Fibonacci Series in Python: Iterative, Recursive, and Generator Approaches

The Fibonacci sequence starts with 0 and 1. Every subsequent number is the sum of the two before it: 0, 1, 1, 2, 3, 5, 8, 13, 21, 34 …

It shows up in technical interviews, algorithm courses, and occasionally in nature. Python gives you at least three clean ways to generate it — each with different trade-offs worth understanding.

Approach 1: Iterative Loop

The simplest method. Build the sequence by keeping track of just the two previous values and appending each new one.

def fibonacci_iterative(n):
    """Return a list containing the first n Fibonacci numbers."""
    if n <= 0:
        return []
    if n == 1:
        return [0]

    sequence = [0, 1]
    for _ in range(2, n):
        # Each new value is the sum of the previous two
        sequence.append(sequence[-1] + sequence[-2])
    return sequence

print(fibonacci_iterative(10))
# Output: [0, 1, 1, 2, 3, 5, 8, 13, 21, 34]

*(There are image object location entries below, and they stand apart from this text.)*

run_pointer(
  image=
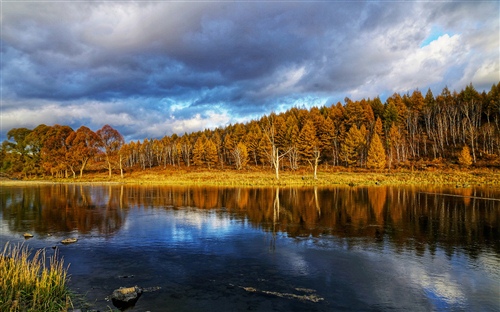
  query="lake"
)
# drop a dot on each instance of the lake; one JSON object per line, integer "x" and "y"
{"x": 268, "y": 249}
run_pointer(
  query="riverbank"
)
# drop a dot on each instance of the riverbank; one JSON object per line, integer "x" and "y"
{"x": 30, "y": 283}
{"x": 260, "y": 178}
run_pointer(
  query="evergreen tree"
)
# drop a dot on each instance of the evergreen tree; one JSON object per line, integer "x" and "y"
{"x": 240, "y": 155}
{"x": 199, "y": 151}
{"x": 307, "y": 140}
{"x": 376, "y": 154}
{"x": 465, "y": 158}
{"x": 349, "y": 148}
{"x": 211, "y": 155}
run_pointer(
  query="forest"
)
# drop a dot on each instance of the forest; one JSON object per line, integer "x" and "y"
{"x": 407, "y": 131}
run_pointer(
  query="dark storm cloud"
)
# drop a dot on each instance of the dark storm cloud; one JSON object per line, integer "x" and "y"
{"x": 153, "y": 68}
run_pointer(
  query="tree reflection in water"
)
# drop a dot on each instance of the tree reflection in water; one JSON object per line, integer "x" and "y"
{"x": 414, "y": 218}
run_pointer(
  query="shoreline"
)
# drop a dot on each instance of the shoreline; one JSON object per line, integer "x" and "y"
{"x": 249, "y": 178}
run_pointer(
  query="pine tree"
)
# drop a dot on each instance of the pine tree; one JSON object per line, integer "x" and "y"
{"x": 376, "y": 154}
{"x": 240, "y": 155}
{"x": 307, "y": 140}
{"x": 465, "y": 158}
{"x": 211, "y": 155}
{"x": 199, "y": 151}
{"x": 349, "y": 148}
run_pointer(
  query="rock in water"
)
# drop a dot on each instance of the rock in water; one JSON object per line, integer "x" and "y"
{"x": 69, "y": 240}
{"x": 126, "y": 297}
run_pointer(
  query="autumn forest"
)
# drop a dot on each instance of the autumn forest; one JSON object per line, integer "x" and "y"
{"x": 411, "y": 130}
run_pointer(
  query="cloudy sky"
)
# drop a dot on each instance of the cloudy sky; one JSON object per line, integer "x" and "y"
{"x": 153, "y": 68}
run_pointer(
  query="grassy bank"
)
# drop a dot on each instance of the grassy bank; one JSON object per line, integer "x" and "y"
{"x": 255, "y": 177}
{"x": 28, "y": 283}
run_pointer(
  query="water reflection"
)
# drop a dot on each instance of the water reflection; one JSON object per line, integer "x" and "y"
{"x": 409, "y": 218}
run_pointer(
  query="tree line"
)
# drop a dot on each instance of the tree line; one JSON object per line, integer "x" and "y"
{"x": 410, "y": 129}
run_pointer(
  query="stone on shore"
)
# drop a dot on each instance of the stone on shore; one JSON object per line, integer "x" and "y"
{"x": 126, "y": 297}
{"x": 69, "y": 240}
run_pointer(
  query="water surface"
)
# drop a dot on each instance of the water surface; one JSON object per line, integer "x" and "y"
{"x": 262, "y": 249}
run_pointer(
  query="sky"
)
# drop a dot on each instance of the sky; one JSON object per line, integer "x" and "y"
{"x": 154, "y": 68}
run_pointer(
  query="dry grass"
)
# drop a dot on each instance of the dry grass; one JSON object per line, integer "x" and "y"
{"x": 261, "y": 177}
{"x": 28, "y": 283}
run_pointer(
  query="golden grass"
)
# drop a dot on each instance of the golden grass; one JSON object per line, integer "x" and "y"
{"x": 29, "y": 284}
{"x": 262, "y": 178}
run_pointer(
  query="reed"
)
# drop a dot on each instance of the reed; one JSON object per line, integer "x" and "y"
{"x": 29, "y": 283}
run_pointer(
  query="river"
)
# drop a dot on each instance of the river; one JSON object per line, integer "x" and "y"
{"x": 268, "y": 249}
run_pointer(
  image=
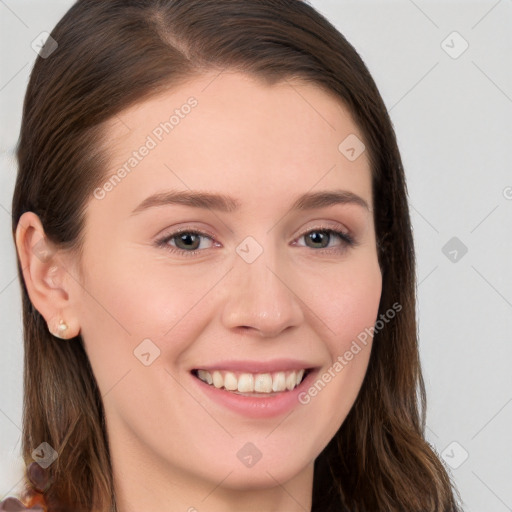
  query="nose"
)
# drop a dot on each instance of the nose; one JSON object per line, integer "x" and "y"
{"x": 260, "y": 297}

Time complexity: O(n). Space complexity: O(n) for the stored list. This is the version to reach for in production code.

Approach 2: Recursive Function

The mathematical definition of Fibonacci maps naturally to a recursive function: fib(n) = fib(n-1) + fib(n-2).

def fibonacci_recursive(n):
    """Return the nth Fibonacci number (0-indexed)."""
    if n <= 1:
        return n
    return fibonacci_recursive(n - 1) + fibonacci_recursive(n - 2)

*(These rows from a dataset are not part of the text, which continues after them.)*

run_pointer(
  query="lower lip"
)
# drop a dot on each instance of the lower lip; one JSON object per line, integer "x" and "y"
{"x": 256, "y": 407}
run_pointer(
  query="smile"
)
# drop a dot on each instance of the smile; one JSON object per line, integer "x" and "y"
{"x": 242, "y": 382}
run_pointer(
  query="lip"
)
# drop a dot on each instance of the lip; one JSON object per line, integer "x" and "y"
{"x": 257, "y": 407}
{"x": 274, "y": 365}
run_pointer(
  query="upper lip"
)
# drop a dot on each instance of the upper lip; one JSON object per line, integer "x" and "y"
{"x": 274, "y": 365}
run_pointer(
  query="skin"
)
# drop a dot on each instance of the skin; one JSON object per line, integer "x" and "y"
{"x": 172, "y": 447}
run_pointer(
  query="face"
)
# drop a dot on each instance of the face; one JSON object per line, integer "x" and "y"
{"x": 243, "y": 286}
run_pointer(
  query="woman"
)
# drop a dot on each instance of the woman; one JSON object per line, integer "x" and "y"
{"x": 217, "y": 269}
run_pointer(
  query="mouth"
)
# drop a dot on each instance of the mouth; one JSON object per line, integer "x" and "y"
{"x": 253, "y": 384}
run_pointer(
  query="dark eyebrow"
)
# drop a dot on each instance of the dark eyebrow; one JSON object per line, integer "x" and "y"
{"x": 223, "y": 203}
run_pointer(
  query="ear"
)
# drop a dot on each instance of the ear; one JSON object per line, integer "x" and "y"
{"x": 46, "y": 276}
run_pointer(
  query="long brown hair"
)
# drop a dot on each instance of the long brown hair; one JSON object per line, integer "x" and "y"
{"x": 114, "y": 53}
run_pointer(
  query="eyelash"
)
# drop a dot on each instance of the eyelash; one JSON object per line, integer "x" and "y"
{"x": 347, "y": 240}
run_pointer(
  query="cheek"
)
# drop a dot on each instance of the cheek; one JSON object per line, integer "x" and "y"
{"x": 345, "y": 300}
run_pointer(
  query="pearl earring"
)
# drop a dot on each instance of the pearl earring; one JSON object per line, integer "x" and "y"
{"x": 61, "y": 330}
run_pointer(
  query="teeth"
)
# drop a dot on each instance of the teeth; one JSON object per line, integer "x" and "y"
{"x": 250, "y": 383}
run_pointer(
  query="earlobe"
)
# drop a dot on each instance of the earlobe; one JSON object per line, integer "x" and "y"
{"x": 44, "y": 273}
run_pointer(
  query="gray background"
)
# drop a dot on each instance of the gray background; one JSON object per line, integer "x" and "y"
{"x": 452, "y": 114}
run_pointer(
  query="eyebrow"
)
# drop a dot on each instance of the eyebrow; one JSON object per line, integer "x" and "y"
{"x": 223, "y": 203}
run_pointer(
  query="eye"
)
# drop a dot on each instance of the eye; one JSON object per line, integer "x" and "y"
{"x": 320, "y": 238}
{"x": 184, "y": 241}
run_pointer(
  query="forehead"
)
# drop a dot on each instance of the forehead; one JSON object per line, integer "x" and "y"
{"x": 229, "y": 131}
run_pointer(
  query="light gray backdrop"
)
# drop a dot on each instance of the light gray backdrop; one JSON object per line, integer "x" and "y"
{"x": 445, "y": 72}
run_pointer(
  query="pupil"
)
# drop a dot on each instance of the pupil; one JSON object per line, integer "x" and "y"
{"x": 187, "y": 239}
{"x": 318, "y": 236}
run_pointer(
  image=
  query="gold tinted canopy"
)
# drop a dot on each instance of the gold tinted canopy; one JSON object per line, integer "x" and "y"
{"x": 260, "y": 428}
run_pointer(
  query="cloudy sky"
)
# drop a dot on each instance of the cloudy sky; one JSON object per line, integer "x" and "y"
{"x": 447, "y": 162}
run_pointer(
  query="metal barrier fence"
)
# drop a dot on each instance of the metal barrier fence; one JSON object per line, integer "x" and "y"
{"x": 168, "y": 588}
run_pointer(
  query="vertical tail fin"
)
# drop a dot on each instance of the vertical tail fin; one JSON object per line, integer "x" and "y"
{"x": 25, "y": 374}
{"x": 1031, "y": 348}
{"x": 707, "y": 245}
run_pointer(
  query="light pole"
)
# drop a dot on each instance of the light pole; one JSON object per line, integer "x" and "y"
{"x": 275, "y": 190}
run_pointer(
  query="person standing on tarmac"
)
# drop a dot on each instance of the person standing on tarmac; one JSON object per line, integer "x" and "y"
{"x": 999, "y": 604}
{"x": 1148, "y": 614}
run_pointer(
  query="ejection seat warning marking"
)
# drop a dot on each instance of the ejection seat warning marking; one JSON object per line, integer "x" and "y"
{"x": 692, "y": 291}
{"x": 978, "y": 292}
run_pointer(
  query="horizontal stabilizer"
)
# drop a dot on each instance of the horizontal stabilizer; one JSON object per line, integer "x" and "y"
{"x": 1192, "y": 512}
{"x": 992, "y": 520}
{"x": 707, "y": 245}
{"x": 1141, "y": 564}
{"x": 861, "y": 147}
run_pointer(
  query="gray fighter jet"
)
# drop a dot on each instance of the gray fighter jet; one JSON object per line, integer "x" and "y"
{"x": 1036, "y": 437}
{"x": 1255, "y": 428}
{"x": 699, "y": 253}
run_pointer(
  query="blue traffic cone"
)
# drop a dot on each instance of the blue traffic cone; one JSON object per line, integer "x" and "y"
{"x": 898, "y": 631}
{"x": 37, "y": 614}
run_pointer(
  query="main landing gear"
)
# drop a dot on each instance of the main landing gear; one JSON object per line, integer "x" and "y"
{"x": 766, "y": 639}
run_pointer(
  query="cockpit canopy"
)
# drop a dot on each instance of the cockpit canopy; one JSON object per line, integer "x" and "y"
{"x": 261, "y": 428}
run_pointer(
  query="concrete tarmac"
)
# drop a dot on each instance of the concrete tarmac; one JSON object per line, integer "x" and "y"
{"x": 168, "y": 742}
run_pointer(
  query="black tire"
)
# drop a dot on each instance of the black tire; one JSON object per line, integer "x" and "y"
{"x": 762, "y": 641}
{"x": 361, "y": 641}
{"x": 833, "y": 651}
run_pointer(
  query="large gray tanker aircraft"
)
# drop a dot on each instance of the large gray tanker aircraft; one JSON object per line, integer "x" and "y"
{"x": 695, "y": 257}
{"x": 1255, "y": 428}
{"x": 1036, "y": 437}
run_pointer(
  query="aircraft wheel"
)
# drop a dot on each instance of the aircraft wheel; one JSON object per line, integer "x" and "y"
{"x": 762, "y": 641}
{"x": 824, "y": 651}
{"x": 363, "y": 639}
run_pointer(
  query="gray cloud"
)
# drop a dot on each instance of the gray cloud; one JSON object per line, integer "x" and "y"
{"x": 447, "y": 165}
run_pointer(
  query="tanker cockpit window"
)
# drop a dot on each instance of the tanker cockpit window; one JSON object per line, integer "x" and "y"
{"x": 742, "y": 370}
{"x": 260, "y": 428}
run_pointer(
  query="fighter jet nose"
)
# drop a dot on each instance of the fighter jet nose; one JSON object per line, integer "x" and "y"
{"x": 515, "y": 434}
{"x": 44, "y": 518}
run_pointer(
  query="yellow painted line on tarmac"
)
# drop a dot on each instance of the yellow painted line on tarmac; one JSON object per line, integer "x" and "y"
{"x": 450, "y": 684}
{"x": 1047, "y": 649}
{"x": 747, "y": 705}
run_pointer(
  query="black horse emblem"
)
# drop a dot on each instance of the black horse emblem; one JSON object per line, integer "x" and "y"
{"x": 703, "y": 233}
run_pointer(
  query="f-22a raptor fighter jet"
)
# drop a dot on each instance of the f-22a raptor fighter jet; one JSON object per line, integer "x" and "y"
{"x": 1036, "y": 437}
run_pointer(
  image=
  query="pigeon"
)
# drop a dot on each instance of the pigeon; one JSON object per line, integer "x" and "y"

# Print the first 10 terms
for i in range(10):
    print(fibonacci_recursive(i), end=" ")
# Output: 0 1 1 2 3 5 8 13 21 34

The problem: this recomputes the same values over and over. fib(30) makes millions of calls. Fix it with memoisation using functools.lru_cache:

from functools import lru_cache

@lru_cache(maxsize=None)
def fibonacci_memo(n):
    """Memoised recursive Fibonacci — O(n) time, O(n) space."""
    if n <= 1:
        return n
    return fibonacci_memo(n - 1) + fibonacci_memo(n - 2)

print(fibonacci_memo(50))
# Output: 12586269025  (instant, even for large n)

With the cache, each subproblem is solved once. Time and space complexity both drop to O(n).

Approach 3: Generator

When you only need one Fibonacci number at a time — or want to iterate through them without storing the full list — a generator is the right tool. It uses constant memory regardless of how far you go.

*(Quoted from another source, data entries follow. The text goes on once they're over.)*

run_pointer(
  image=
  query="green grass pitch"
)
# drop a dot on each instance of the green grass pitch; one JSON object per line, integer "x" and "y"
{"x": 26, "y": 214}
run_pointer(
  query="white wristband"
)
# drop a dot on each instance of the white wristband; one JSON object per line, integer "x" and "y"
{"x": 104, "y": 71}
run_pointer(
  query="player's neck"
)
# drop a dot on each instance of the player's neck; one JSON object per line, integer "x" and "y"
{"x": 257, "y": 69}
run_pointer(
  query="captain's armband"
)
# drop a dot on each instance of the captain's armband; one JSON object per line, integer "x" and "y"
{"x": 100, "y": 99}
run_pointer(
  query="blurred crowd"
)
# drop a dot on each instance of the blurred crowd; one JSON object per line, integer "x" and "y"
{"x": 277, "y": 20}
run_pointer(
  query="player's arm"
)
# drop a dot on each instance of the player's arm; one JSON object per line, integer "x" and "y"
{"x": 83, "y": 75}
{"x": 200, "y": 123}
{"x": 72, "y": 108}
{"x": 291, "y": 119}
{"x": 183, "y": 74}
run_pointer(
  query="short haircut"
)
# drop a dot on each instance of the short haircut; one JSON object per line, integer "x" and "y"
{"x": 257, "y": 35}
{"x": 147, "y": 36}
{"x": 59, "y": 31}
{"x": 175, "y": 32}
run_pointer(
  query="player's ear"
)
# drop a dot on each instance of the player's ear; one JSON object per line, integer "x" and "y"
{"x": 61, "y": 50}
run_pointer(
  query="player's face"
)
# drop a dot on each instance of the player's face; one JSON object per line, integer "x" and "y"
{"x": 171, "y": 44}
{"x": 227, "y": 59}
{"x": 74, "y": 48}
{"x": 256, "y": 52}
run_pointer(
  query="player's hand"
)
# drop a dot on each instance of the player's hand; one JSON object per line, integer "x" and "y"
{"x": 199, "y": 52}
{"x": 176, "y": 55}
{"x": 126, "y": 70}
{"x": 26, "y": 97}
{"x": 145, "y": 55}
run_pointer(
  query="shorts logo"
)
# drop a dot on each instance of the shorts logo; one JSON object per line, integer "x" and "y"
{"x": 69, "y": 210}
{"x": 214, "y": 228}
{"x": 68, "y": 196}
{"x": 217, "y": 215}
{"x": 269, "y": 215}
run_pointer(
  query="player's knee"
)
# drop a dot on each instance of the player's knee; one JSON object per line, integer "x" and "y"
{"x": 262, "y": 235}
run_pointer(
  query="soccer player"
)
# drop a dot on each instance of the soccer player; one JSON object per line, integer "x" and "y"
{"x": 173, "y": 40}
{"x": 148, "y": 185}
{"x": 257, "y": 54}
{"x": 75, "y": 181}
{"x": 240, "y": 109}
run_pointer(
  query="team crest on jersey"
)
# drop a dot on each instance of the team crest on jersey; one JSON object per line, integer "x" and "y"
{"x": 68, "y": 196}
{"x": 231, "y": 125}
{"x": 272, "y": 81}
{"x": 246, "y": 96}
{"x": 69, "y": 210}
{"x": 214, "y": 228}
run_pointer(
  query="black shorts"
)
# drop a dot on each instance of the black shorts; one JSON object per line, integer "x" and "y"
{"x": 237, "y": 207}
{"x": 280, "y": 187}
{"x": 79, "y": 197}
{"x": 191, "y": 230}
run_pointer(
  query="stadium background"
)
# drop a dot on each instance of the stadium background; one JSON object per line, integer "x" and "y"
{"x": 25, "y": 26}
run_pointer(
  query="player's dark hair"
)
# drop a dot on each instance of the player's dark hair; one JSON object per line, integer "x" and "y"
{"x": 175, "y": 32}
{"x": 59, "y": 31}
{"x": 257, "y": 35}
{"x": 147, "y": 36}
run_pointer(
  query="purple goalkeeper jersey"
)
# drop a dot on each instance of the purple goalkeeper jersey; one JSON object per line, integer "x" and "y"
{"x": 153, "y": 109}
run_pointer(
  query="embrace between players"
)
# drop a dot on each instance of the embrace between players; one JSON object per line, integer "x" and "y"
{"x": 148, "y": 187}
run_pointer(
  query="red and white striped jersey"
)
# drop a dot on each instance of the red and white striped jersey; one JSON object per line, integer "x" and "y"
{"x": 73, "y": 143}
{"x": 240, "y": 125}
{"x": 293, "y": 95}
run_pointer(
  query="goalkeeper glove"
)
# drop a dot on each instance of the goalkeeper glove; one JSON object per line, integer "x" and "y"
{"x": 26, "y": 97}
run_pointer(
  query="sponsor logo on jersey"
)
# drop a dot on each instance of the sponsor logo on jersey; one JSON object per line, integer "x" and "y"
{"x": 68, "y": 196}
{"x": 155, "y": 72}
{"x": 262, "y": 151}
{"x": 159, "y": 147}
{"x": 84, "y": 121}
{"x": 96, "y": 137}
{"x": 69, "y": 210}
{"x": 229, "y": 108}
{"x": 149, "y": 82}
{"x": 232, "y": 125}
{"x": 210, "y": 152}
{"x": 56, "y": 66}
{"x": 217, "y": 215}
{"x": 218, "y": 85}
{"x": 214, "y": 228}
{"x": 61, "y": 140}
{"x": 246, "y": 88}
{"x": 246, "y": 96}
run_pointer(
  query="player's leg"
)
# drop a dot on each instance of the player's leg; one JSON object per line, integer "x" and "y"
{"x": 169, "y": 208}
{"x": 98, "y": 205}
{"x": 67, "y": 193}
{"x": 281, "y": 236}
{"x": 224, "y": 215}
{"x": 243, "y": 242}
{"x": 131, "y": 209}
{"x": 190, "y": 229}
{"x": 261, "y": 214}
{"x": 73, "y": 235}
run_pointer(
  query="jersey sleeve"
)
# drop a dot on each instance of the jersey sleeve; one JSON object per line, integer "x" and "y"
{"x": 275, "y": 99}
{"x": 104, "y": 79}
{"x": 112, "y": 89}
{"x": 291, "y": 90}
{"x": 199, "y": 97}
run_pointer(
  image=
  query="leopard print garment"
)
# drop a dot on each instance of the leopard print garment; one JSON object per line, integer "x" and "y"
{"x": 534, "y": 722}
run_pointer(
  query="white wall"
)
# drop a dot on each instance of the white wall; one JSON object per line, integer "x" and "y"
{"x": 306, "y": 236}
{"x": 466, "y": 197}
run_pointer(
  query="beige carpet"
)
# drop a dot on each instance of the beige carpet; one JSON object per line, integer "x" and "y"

def fibonacci_generator():
    """Infinite Fibonacci generator — yields one value at a time."""
    a, b = 0, 1
    while True:
        yield a
        a, b = b, a + b

# Take only the first 10 values using itertools.islice
from itertools import islice

gen = fibonacci_generator()
first_ten = list(islice(gen, 10))
print(first_ten)
# Output: [0, 1, 1, 2, 3, 5, 8, 13, 21, 34]

Time complexity: O(1) per value yielded. Space: O(1) — only two variables kept in memory at any time.

Comparing the Three Approaches

Approach	Time	Space	Best for
Iterative	O(n)	O(n)	Most situations
Recursive (plain)	O(2ⁿ)	O(n) call stack	Understanding the math only
Recursive + `lru_cache`	O(n)	O(n)	Recursive style with correctness
Generator	O(1) per yield	O(1)	Streaming, large n, lazy evaluation

Common Interview Variations

Find the nth Fibonacci number (not the full list): use the generator with next() called n times, or the memoised recursive version.

Check if a number is Fibonacci: a positive integer x is a Fibonacci number if and only if 5x² + 4 or 5x² - 4 is a perfect square.

import math

def is_fibonacci(x):
    """Return True if x is a Fibonacci number."""
    def is_perfect_square(n):
        root = int(math.isqrt(n))
        return root * root == n

    return is_perfect_square(5 * x * x + 4) or is_perfect_square(5 * x * x - 4)

print(is_fibonacci(13))   # True
print(is_fibonacci(14))   # False

The iterative loop is the right default answer in an interview unless you are specifically asked about recursion or generators.